Béziers y Carcassonne, agosto/septiembre de 1844

A ratos, Flora comparaba su viaje por el sur de Francia con el de Virgilio y Dante en el infierno, porque siempre había en su itinerario una ciudad más sucia, fea y cobarde que las anteriores. En la hedionda Béziers, por ejemplo, donde pernoctó en el inaguantable Hotel des Postes en el que ni uno solo de los mozos, ni siquiera el maître, hablaba francés, sólo el occitano, no consiguió permiso para hacer una reunión en fábrica o taller alguno. Patrones y trabajadores le cerraron todas las puertas por miedo a las autoridades. Y los únicos ocho obreros que aceptaron conversar con ella lo hicieron tomando tantas precauciones -llegaron al hotel de noche, entraron por la puerta falsa- y tan atemorizados de perder su trabajo que Flora no intentó siquiera sugerirles que formaran un comité de la Unión Obrera.

Estuvo en Béziers apenas dos días, los últimos de agosto de 1844. Cuando tomó el barco-correo hacia Carcassonne se sintió como si saliera de la cárcel. Para no marearse, permaneció en cubierta, mezclada con los pasajeros sin derecho a camarote. Allí propició una reyerta, que casi termina a golpes, entre un spahi, soldado colonial recién venido de Argelia, y un joven de la marina mercante, a quienes incitó a cotejar cuál de sus oficios era más útil a la sociedad. El marinero dijo que los barcos llevaban pasajeros y productos y facilitaban el comercio; en cambio, ¿de qué servían los soldados, salvo para matar? El spahi, indignado, exhibiendo sus cicatrices, repuso que el ejército acababa de ganarle a Francia en el norte de África una colonia tres veces más grande que la metrópoli. Cuando se exacerbó y empezó a proferir groserías, Flora lo calló:

– Es usted una prueba viviente de que el ejército de Francia sigue embruteciendo a los conscriptos como en tiempos de Napoleón.

Faltaban seis horas para Carcassonne. Se sentó en una banca de la popa, se acurrucó contra unos cabos, y, al instante, se durmió. Soñó con Olympia. La primera vez que soñabas con ella, Florita, desde que, siete meses atrás, dejaste París.

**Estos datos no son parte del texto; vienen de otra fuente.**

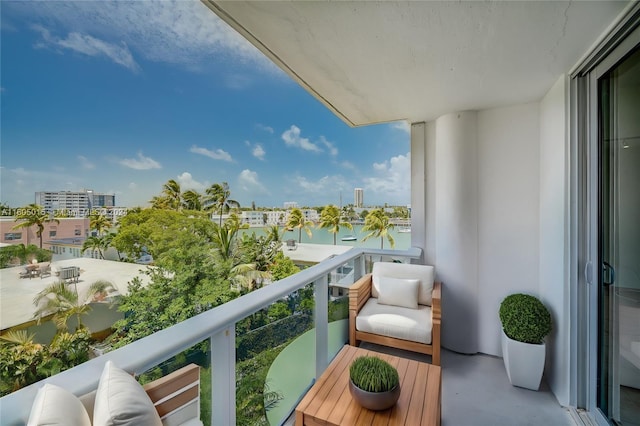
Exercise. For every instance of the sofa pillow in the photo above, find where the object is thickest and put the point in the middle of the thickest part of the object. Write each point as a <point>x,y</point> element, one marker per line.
<point>398,292</point>
<point>424,273</point>
<point>57,406</point>
<point>121,400</point>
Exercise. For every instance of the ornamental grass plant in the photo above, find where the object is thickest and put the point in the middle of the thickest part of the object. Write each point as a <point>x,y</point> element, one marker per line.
<point>373,374</point>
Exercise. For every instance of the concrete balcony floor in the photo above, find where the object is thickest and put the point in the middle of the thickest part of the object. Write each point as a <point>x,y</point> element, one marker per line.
<point>477,392</point>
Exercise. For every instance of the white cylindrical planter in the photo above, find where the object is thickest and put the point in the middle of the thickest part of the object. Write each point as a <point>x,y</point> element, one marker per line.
<point>524,362</point>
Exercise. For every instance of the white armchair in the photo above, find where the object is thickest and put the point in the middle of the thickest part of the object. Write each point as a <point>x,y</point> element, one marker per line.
<point>397,305</point>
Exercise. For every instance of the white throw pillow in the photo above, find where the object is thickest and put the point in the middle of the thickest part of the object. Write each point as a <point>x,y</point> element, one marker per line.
<point>121,400</point>
<point>398,292</point>
<point>57,406</point>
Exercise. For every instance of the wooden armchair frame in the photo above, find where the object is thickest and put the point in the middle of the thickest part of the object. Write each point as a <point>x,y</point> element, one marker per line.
<point>360,292</point>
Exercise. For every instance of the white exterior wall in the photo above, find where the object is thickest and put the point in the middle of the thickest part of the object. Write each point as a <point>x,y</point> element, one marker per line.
<point>481,223</point>
<point>456,228</point>
<point>554,282</point>
<point>508,217</point>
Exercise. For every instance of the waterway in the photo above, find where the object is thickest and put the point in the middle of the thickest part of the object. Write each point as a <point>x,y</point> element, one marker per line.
<point>323,236</point>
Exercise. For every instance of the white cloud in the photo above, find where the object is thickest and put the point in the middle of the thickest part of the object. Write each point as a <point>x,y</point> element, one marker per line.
<point>333,151</point>
<point>217,154</point>
<point>258,152</point>
<point>403,126</point>
<point>187,181</point>
<point>267,129</point>
<point>177,32</point>
<point>326,184</point>
<point>85,163</point>
<point>292,137</point>
<point>348,165</point>
<point>392,182</point>
<point>140,163</point>
<point>250,182</point>
<point>90,46</point>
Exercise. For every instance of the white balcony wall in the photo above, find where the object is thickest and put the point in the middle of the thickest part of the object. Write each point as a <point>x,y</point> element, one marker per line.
<point>456,227</point>
<point>508,164</point>
<point>495,222</point>
<point>554,287</point>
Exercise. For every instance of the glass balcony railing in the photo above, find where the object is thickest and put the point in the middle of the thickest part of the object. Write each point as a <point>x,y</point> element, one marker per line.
<point>259,353</point>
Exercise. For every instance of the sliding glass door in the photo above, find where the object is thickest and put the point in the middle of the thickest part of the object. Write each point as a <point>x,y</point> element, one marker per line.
<point>618,241</point>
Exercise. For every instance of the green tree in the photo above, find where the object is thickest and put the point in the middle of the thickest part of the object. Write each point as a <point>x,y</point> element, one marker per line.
<point>192,200</point>
<point>34,215</point>
<point>296,220</point>
<point>331,219</point>
<point>23,362</point>
<point>59,300</point>
<point>158,231</point>
<point>378,226</point>
<point>219,198</point>
<point>282,267</point>
<point>171,190</point>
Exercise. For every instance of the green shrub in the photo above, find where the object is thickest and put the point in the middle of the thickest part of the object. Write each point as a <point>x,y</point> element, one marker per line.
<point>524,318</point>
<point>373,374</point>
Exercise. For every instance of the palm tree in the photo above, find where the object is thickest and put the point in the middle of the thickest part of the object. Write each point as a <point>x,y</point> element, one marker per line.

Un sueño grato, tierno, ligeramente excitante, nostálgico. Sólo tenías buenos recuerdos de esa amiga, a la que tanto debías. Pero no lamentabas haber cortado con Olympia de la manera brusca como lo hiciste a tu regreso de Inglaterra, en el otoño de 1839, porque hubiera sido arrepentirte de tu cruzada para transformar el mundo con la inteligencia y el amor. Aunque la habías conocido en aquel baile de la Ópera al que asististe disfrazada de gitana, en el que aquella mujer esbelta, de ojos incisivos, te besó la mano, tu amistad con Olympia Maleszewska sólo comenzó meses después. Era nieta de un célebre orientalista, profesor de la Sorbona, y trabajaba por la emancipación de Polonia del yugo imperial ruso. Colaboraba con el Comité Nacional Polaco, que reunía al exilio en Francia, y se había casado con uno de sus líderes, Léonard Chodzko, funcionario de la Biblioteca de Sainte-Genevieve, historiador y patriota. Pero Olympia era sobre todo una gran dama de sociedad. Tenía un salón muy conocido, al que asistían literatos, artistas y políticos, y cuando Flora recibió una invitación para las veladas de los jueves, acudió. La casa era elegante, la atención refinada y abundaban las personas célebres. Allí la actriz de moda, Marie Dorval, se codeaba con la novelista George Sand, y Eugene Sue con el Padre de los sansimonianos, Prosper Enfantin. Olympia atendía con exquisito tacto y simpatía. Se mostró muy afectuosa contigo, presentándote a sus amistades con grandes elogios. Había leído Peregrinaciones de una paria y su admiración por tu libro parecía sincera.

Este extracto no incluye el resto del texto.